Can Design Thinking Improve Programming? – Empirically Evaluating Design Methods for Program Design Tasks
PI: Prof. Robert Hirschfeld
What would it mean for a programmer to work like a designer? While many problems addressed by programmers have characteristics similar to design problems, programmers typically do not use methods developed to address these problems. Divergent and convergent thinking, externalizing thoughts, supporting thinking by doing, working on parallel lines of thought—we claim that such design methods can significantly improve program design outcomes, which are increasingly important for software development and evolution. Unfortunately, there is little meaningful data to confirm our claim. More specifically, it remains unclear how such methods can be adopted, what needs to be adapted, and what the effects will be.
Our overall goal is to gather empirical support for our claim that design thinking can improve programming. We will show that the application of design methods to program design tasks has a significant effect on their outcome.

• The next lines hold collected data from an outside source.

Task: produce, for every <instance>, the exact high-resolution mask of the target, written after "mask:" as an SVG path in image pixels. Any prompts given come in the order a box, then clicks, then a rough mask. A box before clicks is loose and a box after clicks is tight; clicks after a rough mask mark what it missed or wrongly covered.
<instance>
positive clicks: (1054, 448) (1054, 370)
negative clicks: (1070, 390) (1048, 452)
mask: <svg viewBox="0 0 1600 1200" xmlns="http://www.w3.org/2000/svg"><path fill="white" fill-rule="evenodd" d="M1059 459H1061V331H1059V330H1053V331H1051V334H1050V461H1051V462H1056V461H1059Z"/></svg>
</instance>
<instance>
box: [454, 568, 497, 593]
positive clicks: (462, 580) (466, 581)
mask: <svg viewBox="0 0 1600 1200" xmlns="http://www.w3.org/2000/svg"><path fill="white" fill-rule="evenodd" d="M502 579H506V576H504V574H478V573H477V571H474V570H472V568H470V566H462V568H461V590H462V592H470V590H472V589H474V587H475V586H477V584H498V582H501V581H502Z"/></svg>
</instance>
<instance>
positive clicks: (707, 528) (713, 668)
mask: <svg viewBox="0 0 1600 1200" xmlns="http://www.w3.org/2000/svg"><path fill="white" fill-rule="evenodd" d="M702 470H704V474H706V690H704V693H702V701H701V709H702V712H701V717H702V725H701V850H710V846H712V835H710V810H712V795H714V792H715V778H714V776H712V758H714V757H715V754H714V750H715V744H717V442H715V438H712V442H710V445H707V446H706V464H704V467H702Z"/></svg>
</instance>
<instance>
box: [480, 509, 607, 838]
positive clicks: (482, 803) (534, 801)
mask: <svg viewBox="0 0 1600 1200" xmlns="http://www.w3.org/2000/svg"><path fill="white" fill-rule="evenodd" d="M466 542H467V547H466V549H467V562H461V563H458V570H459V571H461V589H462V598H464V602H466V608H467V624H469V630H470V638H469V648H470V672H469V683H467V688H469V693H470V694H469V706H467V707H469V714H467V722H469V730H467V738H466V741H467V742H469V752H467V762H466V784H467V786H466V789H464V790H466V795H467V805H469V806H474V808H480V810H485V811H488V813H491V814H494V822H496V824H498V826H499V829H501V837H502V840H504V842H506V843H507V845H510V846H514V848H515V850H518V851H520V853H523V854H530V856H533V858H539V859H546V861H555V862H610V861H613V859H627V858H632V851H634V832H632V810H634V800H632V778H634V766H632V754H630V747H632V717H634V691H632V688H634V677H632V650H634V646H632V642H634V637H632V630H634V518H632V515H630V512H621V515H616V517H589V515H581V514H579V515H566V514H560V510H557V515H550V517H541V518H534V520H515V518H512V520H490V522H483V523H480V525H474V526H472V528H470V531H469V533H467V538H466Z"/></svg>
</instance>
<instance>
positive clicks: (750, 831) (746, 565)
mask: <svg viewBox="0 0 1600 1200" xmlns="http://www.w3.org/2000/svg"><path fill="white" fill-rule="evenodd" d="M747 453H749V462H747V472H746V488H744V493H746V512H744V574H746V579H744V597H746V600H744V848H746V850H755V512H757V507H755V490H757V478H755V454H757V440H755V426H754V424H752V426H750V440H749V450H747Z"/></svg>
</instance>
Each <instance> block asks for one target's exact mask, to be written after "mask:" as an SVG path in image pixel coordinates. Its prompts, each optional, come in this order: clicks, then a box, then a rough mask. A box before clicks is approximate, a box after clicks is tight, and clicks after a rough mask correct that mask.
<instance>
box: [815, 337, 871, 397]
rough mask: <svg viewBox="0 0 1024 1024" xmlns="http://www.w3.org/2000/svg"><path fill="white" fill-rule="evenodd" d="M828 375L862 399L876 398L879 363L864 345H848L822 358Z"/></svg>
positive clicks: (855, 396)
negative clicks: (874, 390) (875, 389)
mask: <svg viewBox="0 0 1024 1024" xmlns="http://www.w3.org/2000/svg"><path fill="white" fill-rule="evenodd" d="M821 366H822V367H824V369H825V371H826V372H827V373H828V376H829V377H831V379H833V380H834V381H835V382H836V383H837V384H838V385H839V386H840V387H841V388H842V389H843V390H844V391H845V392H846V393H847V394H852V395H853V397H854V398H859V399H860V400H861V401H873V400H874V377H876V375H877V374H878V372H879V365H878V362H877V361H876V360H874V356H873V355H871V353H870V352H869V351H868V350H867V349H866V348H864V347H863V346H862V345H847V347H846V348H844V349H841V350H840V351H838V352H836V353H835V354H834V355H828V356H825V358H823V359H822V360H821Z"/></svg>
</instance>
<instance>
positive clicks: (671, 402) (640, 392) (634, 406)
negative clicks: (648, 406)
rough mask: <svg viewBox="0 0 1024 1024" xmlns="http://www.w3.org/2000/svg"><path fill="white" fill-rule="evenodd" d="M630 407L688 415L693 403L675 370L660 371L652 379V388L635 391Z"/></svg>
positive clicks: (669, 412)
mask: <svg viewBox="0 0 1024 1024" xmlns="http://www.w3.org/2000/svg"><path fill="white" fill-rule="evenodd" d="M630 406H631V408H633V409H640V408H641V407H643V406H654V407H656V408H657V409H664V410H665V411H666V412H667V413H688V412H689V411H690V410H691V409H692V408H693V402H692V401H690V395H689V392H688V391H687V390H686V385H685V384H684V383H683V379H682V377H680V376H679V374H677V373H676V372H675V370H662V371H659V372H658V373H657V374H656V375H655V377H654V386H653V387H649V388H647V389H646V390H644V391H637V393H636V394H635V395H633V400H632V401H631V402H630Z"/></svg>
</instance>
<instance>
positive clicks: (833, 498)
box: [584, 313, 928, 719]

We expect our findings will have an impact on both education and tool support for program design tasks. Just as office space can affect design performance, we expect development tools to have a significant influence on program design activities and their outcomes. This could justify major investments in reconsidering and redesigning development tools with respect to and with a focus on program design activities. We also expect education in design thinking to affect performance during program design tasks. This will encourage exercising programmers’ design skills during their professional education.